Because this stubborn, awful cancer doesn't play by the rules. It could return at the drop of a dime. I want so badly to move on, to heal, to grow, and just enjoy this life. But that looming fear—the terrifying knowledge that any number higher than zero could show its ugly face at the next testing cycle—is always there, hiding in the dark.

How do I move on and actually live, instead of just sitting around stressing about the "Next Test"?
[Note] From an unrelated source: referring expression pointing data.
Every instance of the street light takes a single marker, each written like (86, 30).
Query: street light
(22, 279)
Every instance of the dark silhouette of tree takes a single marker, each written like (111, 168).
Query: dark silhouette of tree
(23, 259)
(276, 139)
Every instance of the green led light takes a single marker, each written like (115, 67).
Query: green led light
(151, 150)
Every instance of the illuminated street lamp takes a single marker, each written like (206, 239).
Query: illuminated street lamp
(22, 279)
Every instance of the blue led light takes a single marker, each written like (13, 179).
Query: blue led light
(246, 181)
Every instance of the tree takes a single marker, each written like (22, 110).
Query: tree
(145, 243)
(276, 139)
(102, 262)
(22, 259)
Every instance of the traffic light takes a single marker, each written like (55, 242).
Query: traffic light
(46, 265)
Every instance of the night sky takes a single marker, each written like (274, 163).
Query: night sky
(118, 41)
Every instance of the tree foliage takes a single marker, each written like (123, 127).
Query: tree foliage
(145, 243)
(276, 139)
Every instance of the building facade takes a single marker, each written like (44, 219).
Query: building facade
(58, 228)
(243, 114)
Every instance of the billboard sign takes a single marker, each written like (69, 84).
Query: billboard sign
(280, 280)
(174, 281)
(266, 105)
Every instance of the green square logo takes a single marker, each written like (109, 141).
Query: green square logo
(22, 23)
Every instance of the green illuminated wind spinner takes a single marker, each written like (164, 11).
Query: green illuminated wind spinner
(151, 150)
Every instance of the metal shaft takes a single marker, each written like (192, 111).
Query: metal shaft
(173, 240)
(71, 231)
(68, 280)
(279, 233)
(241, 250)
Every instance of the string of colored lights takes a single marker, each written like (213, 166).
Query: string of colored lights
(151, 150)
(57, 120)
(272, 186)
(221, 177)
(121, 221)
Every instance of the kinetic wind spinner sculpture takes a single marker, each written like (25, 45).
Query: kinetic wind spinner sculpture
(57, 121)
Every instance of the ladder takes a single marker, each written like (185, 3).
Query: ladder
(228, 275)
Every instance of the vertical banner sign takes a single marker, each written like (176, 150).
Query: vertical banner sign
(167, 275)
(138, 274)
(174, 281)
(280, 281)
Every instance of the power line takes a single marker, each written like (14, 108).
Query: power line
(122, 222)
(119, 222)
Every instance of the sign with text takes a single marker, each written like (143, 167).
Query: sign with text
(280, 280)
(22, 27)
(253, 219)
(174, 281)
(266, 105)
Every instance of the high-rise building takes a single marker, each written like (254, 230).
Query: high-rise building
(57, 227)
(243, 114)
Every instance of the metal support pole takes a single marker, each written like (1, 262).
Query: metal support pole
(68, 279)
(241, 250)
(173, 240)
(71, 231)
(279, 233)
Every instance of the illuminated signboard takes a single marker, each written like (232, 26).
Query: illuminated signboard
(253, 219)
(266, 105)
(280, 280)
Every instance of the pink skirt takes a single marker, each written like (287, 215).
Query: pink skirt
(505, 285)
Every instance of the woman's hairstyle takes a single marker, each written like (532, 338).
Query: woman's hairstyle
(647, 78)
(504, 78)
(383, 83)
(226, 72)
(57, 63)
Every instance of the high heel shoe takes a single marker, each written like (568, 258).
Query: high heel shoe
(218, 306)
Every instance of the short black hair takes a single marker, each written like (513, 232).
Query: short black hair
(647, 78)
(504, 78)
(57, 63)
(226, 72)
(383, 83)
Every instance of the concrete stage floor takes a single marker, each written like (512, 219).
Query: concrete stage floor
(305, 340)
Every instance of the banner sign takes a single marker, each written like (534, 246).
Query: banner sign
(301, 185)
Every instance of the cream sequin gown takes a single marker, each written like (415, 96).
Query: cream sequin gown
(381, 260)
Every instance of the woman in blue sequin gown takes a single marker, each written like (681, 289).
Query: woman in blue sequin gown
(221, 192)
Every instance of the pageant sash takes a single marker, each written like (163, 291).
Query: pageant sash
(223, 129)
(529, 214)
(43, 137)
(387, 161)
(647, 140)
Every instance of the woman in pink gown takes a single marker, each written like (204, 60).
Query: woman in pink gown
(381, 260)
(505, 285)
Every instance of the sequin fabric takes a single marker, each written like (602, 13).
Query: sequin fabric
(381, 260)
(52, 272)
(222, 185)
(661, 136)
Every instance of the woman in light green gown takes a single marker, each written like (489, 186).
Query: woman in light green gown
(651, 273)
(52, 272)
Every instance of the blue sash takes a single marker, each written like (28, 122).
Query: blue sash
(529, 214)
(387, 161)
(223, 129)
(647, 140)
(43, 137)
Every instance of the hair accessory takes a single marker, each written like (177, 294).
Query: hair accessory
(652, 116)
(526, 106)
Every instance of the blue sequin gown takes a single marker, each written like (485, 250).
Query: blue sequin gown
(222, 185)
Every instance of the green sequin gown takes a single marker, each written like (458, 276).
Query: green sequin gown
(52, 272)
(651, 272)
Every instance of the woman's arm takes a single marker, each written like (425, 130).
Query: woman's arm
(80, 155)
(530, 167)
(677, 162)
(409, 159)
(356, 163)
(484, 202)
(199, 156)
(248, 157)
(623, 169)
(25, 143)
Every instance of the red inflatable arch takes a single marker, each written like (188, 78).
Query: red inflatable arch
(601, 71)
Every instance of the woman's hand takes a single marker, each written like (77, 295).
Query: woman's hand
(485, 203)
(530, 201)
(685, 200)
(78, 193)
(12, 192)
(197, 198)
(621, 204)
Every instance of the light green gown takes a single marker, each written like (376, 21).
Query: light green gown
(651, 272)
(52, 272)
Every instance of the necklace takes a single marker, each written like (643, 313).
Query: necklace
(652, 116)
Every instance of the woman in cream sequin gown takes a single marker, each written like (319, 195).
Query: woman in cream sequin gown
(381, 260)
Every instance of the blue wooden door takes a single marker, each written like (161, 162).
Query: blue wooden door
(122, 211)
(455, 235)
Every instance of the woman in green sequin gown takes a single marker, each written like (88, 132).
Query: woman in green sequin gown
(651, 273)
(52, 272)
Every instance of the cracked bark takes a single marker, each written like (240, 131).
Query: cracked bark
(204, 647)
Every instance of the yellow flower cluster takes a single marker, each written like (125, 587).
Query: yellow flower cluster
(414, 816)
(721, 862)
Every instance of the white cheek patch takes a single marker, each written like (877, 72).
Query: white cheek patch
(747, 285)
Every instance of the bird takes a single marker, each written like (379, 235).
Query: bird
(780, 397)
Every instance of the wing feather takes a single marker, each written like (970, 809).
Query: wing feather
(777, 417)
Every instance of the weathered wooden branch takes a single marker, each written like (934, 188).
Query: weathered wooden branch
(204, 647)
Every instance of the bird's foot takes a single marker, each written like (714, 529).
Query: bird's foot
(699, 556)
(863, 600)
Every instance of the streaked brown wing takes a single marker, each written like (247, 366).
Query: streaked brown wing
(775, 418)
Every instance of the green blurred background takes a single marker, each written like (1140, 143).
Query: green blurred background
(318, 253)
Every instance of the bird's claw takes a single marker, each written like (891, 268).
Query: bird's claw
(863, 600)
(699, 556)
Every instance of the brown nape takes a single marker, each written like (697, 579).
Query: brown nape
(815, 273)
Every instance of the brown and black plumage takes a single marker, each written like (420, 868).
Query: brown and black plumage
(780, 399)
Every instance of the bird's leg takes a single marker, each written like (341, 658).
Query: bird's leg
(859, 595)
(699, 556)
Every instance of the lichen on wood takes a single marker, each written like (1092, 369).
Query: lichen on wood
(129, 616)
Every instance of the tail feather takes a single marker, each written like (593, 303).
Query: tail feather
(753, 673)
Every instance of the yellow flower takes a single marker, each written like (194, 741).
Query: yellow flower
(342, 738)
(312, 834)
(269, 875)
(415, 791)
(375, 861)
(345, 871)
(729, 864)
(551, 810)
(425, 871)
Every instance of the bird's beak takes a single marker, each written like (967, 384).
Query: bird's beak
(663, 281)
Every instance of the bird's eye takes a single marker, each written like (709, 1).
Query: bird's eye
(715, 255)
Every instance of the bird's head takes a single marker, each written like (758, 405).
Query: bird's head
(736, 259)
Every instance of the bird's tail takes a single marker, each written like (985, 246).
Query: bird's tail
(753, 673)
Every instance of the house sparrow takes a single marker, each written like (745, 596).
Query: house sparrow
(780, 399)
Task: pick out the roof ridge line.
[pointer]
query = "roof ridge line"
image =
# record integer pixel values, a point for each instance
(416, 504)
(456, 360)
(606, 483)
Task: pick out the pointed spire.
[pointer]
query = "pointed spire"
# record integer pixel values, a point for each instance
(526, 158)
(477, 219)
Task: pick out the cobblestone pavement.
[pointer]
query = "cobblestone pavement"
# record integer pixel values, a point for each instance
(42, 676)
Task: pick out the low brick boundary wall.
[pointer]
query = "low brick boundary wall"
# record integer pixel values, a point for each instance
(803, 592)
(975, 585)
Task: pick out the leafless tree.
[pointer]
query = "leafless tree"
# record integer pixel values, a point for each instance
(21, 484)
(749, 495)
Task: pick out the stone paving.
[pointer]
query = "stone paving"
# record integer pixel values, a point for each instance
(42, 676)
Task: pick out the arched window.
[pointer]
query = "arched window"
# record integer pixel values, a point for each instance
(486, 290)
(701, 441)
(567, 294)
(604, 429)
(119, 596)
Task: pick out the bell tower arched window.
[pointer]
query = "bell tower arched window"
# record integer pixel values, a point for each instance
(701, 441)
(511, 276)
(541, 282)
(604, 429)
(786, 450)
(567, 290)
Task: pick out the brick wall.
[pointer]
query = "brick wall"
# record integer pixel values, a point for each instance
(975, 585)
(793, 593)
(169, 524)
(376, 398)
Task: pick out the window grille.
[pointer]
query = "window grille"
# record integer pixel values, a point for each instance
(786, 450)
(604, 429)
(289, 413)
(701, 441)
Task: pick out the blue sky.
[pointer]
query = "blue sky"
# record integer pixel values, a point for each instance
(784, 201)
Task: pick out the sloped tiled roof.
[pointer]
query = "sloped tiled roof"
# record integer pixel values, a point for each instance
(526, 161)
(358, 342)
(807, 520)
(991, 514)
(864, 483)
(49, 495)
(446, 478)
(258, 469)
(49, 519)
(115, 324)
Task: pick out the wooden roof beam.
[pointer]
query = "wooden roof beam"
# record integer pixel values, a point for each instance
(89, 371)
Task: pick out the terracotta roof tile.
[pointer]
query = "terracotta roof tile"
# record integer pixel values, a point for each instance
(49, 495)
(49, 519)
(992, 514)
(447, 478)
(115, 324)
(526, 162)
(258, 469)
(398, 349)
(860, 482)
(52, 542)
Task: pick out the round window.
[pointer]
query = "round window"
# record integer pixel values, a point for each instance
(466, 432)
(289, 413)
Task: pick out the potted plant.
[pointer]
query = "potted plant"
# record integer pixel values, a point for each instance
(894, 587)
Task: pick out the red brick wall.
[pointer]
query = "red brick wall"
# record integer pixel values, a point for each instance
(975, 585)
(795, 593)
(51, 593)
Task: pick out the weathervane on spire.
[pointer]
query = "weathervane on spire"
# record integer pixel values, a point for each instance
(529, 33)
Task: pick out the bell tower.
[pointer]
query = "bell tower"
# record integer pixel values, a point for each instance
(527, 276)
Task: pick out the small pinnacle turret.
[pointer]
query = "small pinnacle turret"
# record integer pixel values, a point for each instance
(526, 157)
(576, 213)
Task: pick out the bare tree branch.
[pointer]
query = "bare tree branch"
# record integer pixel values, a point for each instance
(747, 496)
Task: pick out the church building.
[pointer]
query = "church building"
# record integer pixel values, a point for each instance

Healing is Not a Straight Line

If you are reading this and you currently cannot remember where you parked, or why you walked into the kitchen, or how to breathe through the terror of your own test results—please give yourself some darn grace.

Our brains and bodies took a massive hit so we could survive. We are healing at our own pace, and that healing pace is allowed to be messy. It is allowed to be slow.

Maybe survival skin isn't about being fearless. Maybe it is just about holding the beautiful, glorious ZERO in one hand, and the terrifying "what if" in the other, and choosing to walk forward anyway.

Keep going, sister. We do not need perfect words to have a beautiful voice.